The technique for adding a reference to the COM interop of Office in Visual Studio is to go to:
And magically named reference appears:
Microsoft.Office.Core
The Project.csproj
file shows the details of the reference:
<COMReference Include="Microsoft.Office.Core">
<Guid>{2DF8D04C-5BFA-101B-BDE5-00AA0044DE52}</Guid>
<VersionMajor>2</VersionMajor>
<VersionMinor>3</VersionMinor>
<Lcid>0</Lcid>
<WrapperTool>primary</WrapperTool>
<Isolated>False</Isolated>
</COMReference>
And the project is checked into source control and all is well.
Then a developer with Office 2007 gets the project from source control, and cannot build it because such a reference doesn't exist.
He (i.e. me) checks out the .csproj file, deletes the reference to
Microsoft Office 11.0 Object Library
and re-adds the COM reference as
Microsoft Office 12.0 Object Library
And magically a named reference appears:
Microsoft.Office.Core
The Project.csproj
file shows the details of the reference:
<COMReference Include="Microsoft.Office.Core">
<Guid>{2DF8D04C-5BFA-101B-BDE5-00AA0044DE52}</Guid>
<VersionMajor>2</VersionMajor>
<VersionMinor>4</VersionMinor>
<Lcid>0</Lcid>
<WrapperTool>primary</WrapperTool>
<Isolated>False</Isolated>
</COMReference>
And the project is checked into source control and all is well.
Then a developer with Office 2003 gets the project from source control, and cannot build it because such a reference doesn't exist.
He (i.e. not me) checks out the .csproj file, deletes the reference to
Microsoft Office 12.0 Object Library
and re-adds the COM reference as
Microsoft Office 11.0 Object Library
And magically a named reference appears:
Microsoft.Office.Core
The Project.csproj
file shows the details of the reference:
<COMReference Include="Microsoft.Office.Core">
<Guid>{2DF8D04C-5BFA-101B-BDE5-00AA0044DE52}</Guid>
<VersionMajor>2</VersionMajor>
<VersionMinor>3</VersionMinor>
<Lcid>0</Lcid>
<WrapperTool>primary</WrapperTool>
<Isolated>False</Isolated>
</COMReference>
And the project is checked into source control and all is well.
Then the project is built, pressed onto CDs, and sent to the customers who have Office 2007.
And all is not well.
In the olden days (i.e. before .NET dll hell), we would reference the Office objects using a version independant ProgID, i.e.:
"Excel.Application"
which resolves to a clsid of the installed Office, e.g.
{00024500-0000-0000-C000-000000000046}
of which a class is then constructed using a call to COM (language-netural pseudo-code):
public IUnknown CreateOleObject(string className)
{
IUnknown unk;
Clsid classID = ProgIDToClassID(className);
CoCreateInstance(classID, null,
CLSCTX_INPROC_SERVER | CLSCTX_LOCAL_SERVER,
IUnknown, out unk);
return unk;
}
1) What is the approved technique to automate the installed Office applications?
2) What are the Office 2003 Primary Interop Assemblies useful for?
3) If i use the Office 2003 Primary Interop Assemblies, do i have to have office 2003 installed?
4) If i build with the Office 2003 Primary Interop Assemblies, are my customers tied to Office 20003 forever?
5) Are there any Office 2007 Primary Interop Assemblies
Wow that's a huge number of questions.
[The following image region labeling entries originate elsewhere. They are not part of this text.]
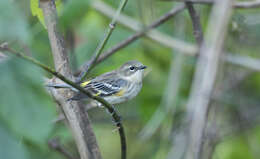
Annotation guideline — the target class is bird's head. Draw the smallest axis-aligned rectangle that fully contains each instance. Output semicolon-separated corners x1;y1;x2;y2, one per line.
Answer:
118;60;147;82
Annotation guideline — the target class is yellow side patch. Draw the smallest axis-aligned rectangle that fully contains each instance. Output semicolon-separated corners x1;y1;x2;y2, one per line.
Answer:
94;91;101;96
115;89;125;97
80;81;91;87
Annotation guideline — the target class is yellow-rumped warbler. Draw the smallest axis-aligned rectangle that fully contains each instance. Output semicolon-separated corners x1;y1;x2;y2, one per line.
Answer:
49;61;146;104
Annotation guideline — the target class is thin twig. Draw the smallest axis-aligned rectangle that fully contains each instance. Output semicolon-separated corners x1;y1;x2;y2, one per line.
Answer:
0;44;126;159
185;2;203;46
186;0;235;159
79;0;128;81
92;0;260;71
170;0;260;9
39;0;102;159
78;5;188;71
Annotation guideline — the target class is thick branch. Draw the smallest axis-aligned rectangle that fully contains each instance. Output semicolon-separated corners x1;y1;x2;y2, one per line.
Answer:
186;0;232;159
39;0;101;159
0;42;126;159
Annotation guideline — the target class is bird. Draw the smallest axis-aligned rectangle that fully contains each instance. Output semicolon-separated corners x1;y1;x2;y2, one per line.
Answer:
48;60;147;106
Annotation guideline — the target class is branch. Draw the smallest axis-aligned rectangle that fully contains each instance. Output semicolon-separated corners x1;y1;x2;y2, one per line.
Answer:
172;0;260;9
38;0;101;159
91;0;260;71
79;2;191;70
78;0;128;81
0;44;126;159
186;0;232;159
185;2;203;46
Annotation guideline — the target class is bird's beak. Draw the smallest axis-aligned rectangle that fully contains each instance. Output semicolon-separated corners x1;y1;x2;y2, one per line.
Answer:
139;65;147;70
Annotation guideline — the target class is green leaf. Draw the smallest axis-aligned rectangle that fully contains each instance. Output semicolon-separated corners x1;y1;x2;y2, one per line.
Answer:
0;0;29;42
0;58;55;143
31;0;46;29
0;124;28;159
31;0;62;29
59;0;89;28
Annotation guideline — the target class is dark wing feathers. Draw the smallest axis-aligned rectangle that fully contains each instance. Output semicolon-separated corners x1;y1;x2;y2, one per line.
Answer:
85;79;126;97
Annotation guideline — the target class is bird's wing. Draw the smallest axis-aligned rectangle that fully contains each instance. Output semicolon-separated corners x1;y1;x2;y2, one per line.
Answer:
81;74;127;97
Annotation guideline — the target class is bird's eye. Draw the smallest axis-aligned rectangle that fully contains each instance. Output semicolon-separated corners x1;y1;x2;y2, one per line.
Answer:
129;66;135;71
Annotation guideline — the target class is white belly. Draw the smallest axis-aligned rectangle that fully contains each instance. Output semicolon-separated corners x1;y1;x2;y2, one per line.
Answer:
105;84;142;104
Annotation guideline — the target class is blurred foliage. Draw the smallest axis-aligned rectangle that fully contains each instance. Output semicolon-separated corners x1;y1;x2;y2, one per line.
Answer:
0;0;260;159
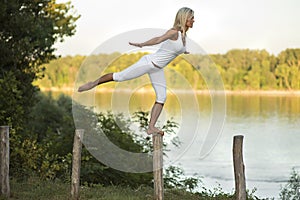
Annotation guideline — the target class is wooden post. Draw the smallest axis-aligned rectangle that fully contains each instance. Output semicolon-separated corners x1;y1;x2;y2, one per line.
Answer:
0;126;10;197
233;135;247;200
71;129;84;200
152;133;164;200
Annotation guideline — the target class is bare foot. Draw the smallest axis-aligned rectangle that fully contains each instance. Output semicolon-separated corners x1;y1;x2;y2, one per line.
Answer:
147;127;165;136
78;82;97;92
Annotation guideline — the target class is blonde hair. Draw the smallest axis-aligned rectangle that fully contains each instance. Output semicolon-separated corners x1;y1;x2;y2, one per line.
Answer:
173;7;194;43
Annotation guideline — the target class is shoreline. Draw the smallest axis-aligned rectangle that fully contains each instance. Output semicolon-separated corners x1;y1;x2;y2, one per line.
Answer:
39;87;300;96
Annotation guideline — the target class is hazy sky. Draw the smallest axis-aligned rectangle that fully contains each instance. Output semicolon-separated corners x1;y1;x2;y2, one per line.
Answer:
56;0;300;56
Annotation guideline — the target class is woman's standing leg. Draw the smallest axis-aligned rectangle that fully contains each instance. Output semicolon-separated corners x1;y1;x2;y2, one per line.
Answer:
147;69;167;135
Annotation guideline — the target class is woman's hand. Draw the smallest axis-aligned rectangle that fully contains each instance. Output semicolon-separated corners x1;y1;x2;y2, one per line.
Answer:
129;42;143;48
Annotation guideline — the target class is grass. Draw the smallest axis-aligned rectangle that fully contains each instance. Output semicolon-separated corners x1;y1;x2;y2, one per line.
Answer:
0;178;237;200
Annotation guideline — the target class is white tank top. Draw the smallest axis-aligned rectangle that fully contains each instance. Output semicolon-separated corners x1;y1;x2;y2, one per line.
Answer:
149;31;186;68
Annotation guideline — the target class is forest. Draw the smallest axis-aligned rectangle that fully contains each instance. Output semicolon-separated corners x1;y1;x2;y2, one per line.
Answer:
35;49;300;91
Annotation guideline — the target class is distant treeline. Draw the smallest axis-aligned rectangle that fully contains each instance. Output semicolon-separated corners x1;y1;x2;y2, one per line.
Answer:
36;49;300;90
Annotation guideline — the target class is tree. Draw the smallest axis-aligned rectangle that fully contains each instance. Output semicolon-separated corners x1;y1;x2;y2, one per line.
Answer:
0;0;79;129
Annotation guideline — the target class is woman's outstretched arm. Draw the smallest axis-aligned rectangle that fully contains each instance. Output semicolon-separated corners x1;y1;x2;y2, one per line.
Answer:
129;29;178;47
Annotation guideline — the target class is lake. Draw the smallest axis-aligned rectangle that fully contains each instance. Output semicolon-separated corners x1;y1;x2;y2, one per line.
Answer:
67;88;300;199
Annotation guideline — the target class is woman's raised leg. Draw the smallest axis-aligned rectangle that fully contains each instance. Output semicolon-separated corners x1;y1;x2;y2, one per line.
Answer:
78;73;113;92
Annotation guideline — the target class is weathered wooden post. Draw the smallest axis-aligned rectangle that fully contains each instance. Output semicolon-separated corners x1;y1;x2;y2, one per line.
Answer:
0;126;10;197
71;129;84;200
233;135;247;200
152;133;164;200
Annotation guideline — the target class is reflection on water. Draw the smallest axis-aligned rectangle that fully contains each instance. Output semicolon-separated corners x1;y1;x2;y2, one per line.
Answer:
53;89;300;198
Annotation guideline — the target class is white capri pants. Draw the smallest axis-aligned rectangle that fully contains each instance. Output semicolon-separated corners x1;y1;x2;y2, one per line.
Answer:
113;55;167;104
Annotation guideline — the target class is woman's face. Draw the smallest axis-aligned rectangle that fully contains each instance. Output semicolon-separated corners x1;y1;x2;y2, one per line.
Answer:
185;16;195;28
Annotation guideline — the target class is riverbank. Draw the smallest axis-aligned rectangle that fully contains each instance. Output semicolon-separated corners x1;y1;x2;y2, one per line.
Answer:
4;177;258;200
40;87;300;96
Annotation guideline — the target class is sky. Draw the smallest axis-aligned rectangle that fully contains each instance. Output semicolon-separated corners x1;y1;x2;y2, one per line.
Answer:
55;0;300;56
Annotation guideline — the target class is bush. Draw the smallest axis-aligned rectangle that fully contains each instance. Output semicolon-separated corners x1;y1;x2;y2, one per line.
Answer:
279;169;300;200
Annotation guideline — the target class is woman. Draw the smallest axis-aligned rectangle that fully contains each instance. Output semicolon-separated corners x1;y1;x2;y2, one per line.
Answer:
78;7;194;135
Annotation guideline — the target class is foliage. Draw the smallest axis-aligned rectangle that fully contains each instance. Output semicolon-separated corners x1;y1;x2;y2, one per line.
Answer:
0;0;79;134
279;169;300;200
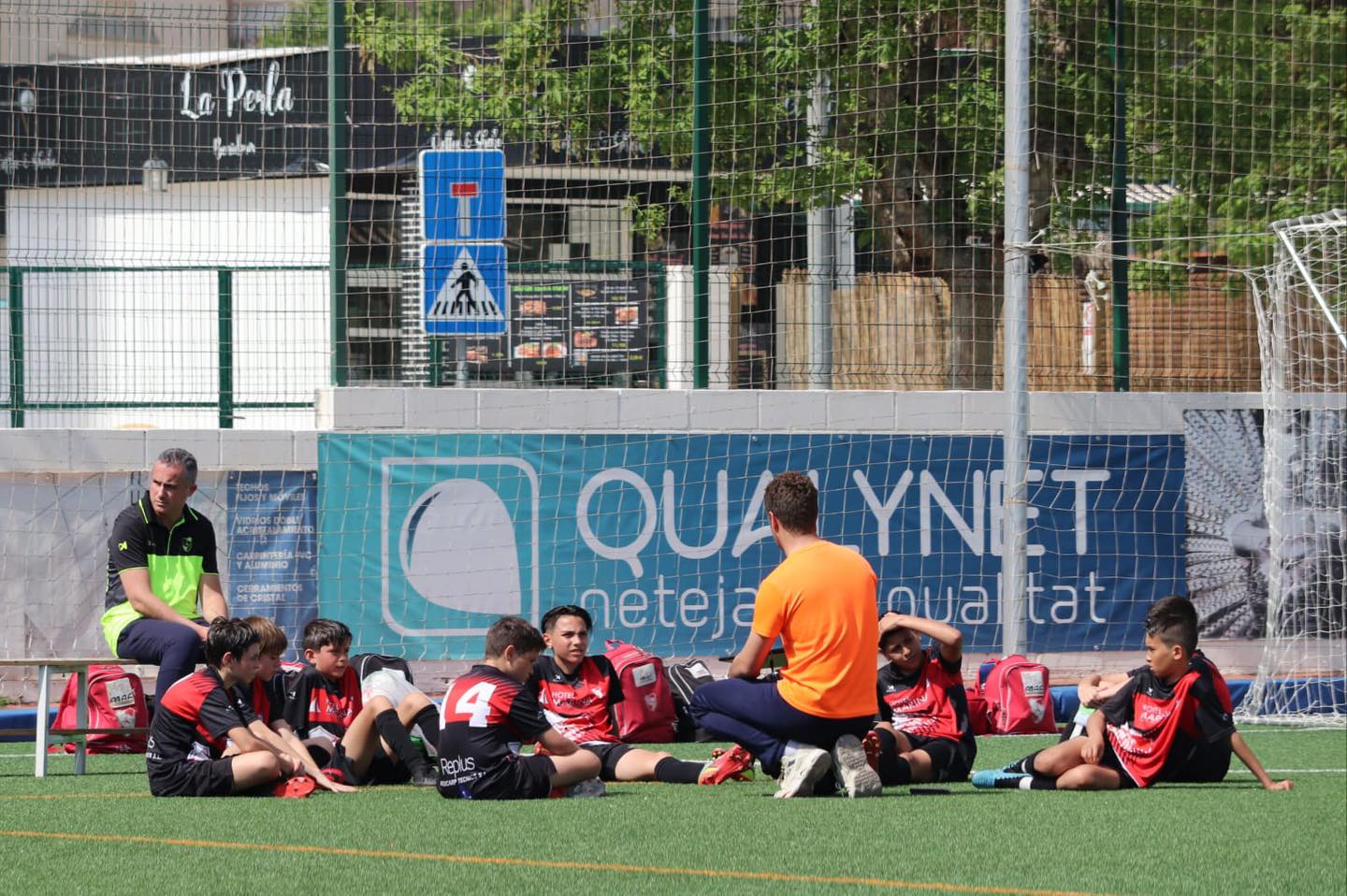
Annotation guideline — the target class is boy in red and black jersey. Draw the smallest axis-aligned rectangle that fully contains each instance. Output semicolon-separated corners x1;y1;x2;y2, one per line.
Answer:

I think that in general if your app is using the PIAs then you're assuming that your target audience has some version of Office installed. The PIAs will be installed in the GAC when the target user installs Office. If they don't have Office installed then why are you targeting Office?
Yes, the Office dlls are the correct way to automate Office. There's a list of the assemblies here, including some for Office 2007.